1. I think “dialectical materialism” walks on crutches as a scientific framework until and to the extent its logic achieves a more formal expression. For example, a mathematical logic and an optimization model that is reproducible would be especially helpful. Evolutionary theory (and its mathematical techniques (like genetic algorithms)) seems the best, and AFAIK, only candidate for this role. Contradiction, negation and synthesis are all captured and modeled in evolutionary theory, and mathematics. Optimization, cardinality and direction are all aspects of both dialectical materialism and evolutionary theory.

However there is a cost to certain policy and ideological legacies of MarxISM, and LeninISM in adopting evolutionary models — but, IMO, a cost well worth paying. The first is the emphasis in evolutionary theory on variation. Environments that can tolerate the greatest variation produce more successful adaptations. Marx once commented on the need to balance (not negate) the role of competition, vs cooperation, in Darwin’s Origin of the Species. But most MarxISM has ignored competition because of its ugly side-effects, especially in the more barbaric phases of capitalism. Yet clearly any post-capitalist society must model both. It is the hope of civilization that some alternative to death or poverty as the penalty for lost competition, some path for losers to become winners, can be found, and be sustainable.

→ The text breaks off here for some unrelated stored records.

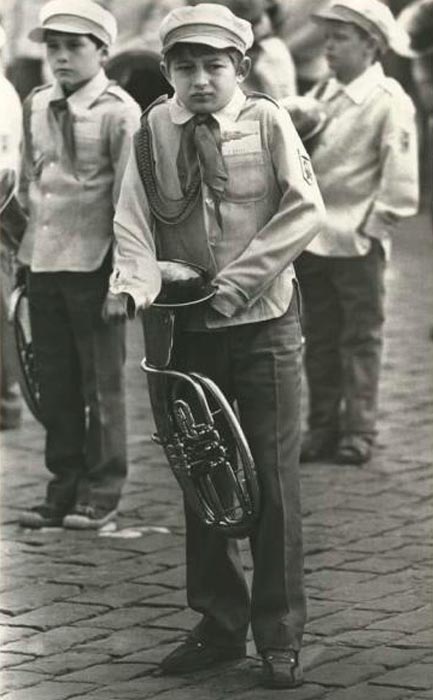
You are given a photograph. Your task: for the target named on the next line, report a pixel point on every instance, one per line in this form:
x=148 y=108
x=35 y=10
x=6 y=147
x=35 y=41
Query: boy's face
x=73 y=58
x=347 y=50
x=204 y=82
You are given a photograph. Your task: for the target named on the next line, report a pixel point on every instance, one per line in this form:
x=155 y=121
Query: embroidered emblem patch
x=307 y=170
x=241 y=139
x=404 y=141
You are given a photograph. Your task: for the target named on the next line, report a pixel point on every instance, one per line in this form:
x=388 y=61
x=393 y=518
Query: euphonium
x=195 y=424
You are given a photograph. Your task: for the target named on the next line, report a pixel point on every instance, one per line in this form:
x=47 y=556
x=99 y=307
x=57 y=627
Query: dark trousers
x=343 y=318
x=80 y=364
x=259 y=366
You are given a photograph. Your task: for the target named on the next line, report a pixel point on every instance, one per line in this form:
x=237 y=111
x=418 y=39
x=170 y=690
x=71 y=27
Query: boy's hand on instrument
x=115 y=307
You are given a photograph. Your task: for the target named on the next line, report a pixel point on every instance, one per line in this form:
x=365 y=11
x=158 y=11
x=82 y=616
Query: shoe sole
x=35 y=522
x=80 y=522
x=181 y=670
x=280 y=685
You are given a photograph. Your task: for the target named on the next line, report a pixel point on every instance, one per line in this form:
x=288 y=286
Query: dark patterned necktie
x=63 y=116
x=201 y=141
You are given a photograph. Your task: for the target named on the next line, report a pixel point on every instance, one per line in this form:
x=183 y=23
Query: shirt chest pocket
x=248 y=177
x=88 y=143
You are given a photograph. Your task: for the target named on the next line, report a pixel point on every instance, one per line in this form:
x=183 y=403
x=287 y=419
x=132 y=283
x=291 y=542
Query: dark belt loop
x=298 y=293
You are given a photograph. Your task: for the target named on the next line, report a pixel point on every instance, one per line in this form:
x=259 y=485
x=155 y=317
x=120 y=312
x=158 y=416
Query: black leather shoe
x=195 y=655
x=354 y=449
x=45 y=515
x=318 y=446
x=281 y=669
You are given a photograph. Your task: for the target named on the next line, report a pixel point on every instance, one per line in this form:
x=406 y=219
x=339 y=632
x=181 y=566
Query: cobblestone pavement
x=89 y=616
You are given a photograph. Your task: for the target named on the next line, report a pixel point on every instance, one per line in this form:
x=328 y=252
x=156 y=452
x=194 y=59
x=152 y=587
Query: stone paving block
x=139 y=689
x=351 y=618
x=343 y=674
x=416 y=676
x=57 y=615
x=59 y=664
x=117 y=596
x=363 y=638
x=330 y=560
x=365 y=691
x=105 y=674
x=15 y=679
x=308 y=691
x=389 y=657
x=49 y=690
x=315 y=655
x=184 y=620
x=366 y=590
x=149 y=657
x=373 y=545
x=127 y=641
x=53 y=642
x=9 y=660
x=128 y=617
x=28 y=598
x=320 y=608
x=171 y=598
x=402 y=602
x=377 y=565
x=415 y=552
x=171 y=578
x=11 y=634
x=332 y=578
x=412 y=622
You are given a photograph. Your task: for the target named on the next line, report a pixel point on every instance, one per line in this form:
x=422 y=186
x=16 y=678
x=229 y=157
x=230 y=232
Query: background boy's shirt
x=71 y=195
x=270 y=211
x=10 y=126
x=366 y=162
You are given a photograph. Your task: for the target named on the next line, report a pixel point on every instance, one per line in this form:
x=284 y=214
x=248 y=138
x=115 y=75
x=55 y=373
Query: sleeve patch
x=306 y=168
x=404 y=141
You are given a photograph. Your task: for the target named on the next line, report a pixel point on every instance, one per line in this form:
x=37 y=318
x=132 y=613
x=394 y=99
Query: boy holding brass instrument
x=231 y=190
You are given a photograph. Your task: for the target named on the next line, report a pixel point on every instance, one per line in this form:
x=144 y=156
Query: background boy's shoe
x=353 y=449
x=195 y=655
x=87 y=517
x=44 y=515
x=281 y=669
x=317 y=446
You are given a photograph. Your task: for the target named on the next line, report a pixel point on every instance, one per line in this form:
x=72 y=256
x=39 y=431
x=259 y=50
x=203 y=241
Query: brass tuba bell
x=195 y=424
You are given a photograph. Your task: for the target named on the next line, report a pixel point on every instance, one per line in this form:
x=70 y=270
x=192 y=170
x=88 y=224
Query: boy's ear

2. The materialist side of dialectical materialism dictates a priority of objective over subjective considerations in social and economic development. For example, capitalist relations can only be superseded or transformed to the extent commodities — and the economics of scarcity in the necessities of life — can be superseded; and this is NOT primarily a matter of political POLICY, but of technological and overall cultural (including scientific) advance of society. Social change will always include both evolutionary (in the political sense) and revolutionary aspects. Institutions will always lag economics and culture, and at times suffer complete failure before they can be transformed or replaced. It is inconceivable that a political system other than Democracy — in the sense of the widest and most varied empowerment of all working people — worldwide — can realize the balance of cooperation and competition envisioned in the ideal of a communist society; and do so without the condition of constant war that the era of scarcity and commodities imposes.